Don't forget to hop along to another stop on this blog tour by visiting the main list at http://stirrup-queens.blogspot.com/ . You can also sign up for the next book on this online book club: Waiting for Daisy by Peggy Orenstein.

7 comments:

Rachel Inbar said...

I enjoyed reading your answers. I'm in the same group, but haven''t started answering yet...

littleangelkisses said...

I like your answers. I too don't think I'd have the restraint that Henry showed. But in a way, was it actually restraint or was it a resignation to what he's already seen?

es said...

This is my favorite book ever. I never thought of it in terms of infertility (I guess because I had read it before starting this whole struggle). I very much enjoyed reading your take on the book!

Lollipop Goldstein said...

Thank you for the compliments :-)

I don't know if I'd be able to exercise much restraint either. I would have regrets if I revealed too much or discovered too much, but I think it's human nature to want to know the outcome. Especially in an emotionally difficult time like infertility.

Lollipop Goldstein said...

Sorry, my computer keeps turning off due to these high winds so now I'm doing my comments in short bursts and posting them before the computer can shut down again. Annoying, I know. Sorry!
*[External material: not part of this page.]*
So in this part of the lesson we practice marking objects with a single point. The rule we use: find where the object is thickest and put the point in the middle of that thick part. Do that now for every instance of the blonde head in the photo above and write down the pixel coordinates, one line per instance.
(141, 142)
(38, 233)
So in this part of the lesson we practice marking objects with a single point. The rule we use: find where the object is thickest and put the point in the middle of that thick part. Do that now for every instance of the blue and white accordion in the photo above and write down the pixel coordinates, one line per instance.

I also didn't know how they could sigh with relief. The problem of time travel was still a possibility. Unless they believed that the fact that she had stayed inside the womb until that point meant that their daughter didn't have the ability. But still, you're right--it didn't ring true. I've never known someone who has suffered pregnancy loss who had a moment where they let all fears fly out the window until their baby was in their arms.

Sunny said...

Oh you did such a great job. I related to your answers.

I wish I could tell you what your future holds now. I am hoping for GREAT THINGS!

Bea said...

Some great answers here.

I find it interesting you say it wasn't after your miscarriage you knew how much you could endure. It's funny how often I hear people say this - they ended up feeling stronger, more determined. It made it harder to give up. I think a lot of people react like this.